Então ela começou a observar a sala. Uma longa mesa no centro com vários papéis, alguns saquinhos de medicamento e planilhas. Havia quadros de horários pendurados nas paredes e dois grandes arquivos de ferro usados para guardar documentos, cada um com seis gavetas. Alice se aproximou do segundo arquivo e parou o olhar em sua segunda gaveta que dizia: “corredor 1: A – M”. Suas mãos estavam trêmulas, mas isso não a impediu de puxar a gaveta, dento dela havia diversos papéis anexados uns aos outros, Alice pegou alguns deles e todos eram fichas. Fichas de pacientes com o nome de A até M, todos estavam situados em quartos no corredor 1. No fundo da gaveta Alice encontrou um molho de chaves, e sorriu.

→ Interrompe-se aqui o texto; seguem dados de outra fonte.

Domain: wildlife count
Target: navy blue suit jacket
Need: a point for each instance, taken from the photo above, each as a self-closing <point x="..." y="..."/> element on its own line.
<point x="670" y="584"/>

— Bingo. — ela enfiou as chaves num bolso interno da jaqueta e fechou a gaveta.
Alice se aproximou de uma janela que dela dava pra ver a recepção e de leve mexeu nas persianas e viu que as recepcionistas continuavam distraídas e podia-se perceber que Soul falava muito rápido e fazia muitos gestos confusos.
— Droga, ele está nervoso.
Alice vagarosamente abriu a porta e saiu com rapidez da sala, e andando em uma direção contrária se aproximou da recepção. Ela conseguiu ouvir Soul falando algo sobre o Monte Everest e seu sonho de escalá-lo, mas houve silêncio quando Alice se pôs no meio de Lydia e Soul.
— Demorei pra achar o banheiro. — de repente sua voz se tornou manhosa e embargada, e sua face tomou uma expressão de tontura e náuseas. — Eu estou me sentindo... ah.
E Alice caiu no chão, com os olhos fechados. Soul e Lydia se ajoelharam automaticamente do lado dela, Lydia pegou a mão de Alice que a apertou em sinal de que estava bem.
— Vocês têm um quarto pra ela? Ela é anêmica... isso acontece sempre, ela só precisa descansar. Nossos pais já vão chegar, pediram para que a gente viesse antes enquanto eles compravam um... ahn... lanche. — Lydia soltou as palavras com rapidez. — Enfim, eles têm uma consulta marcada.
Uma das recepcionistas, seu crachá dizia “Tess”, fez sinal e um enfermeiro apareceu.
— Ponham-na num quarto para descanso. — ela disse para o rapaz e olhou Lydia e Soul. — Vocês vão me dar o número dos seus pais imediatamente.
O enfermeiro pegou Alice nos braços e num piscar de olhos ela já estava fora do campo de vista de Soul e Lydia, sendo carregada pelos rapazes, fingindo estar desmaiada.
Lydia arfou baixinho e apertou o braço de Soul.
— Soul, entregue o número dos nossos pais. — ela disse enquanto corria para fora do hospital. — Eu volto já.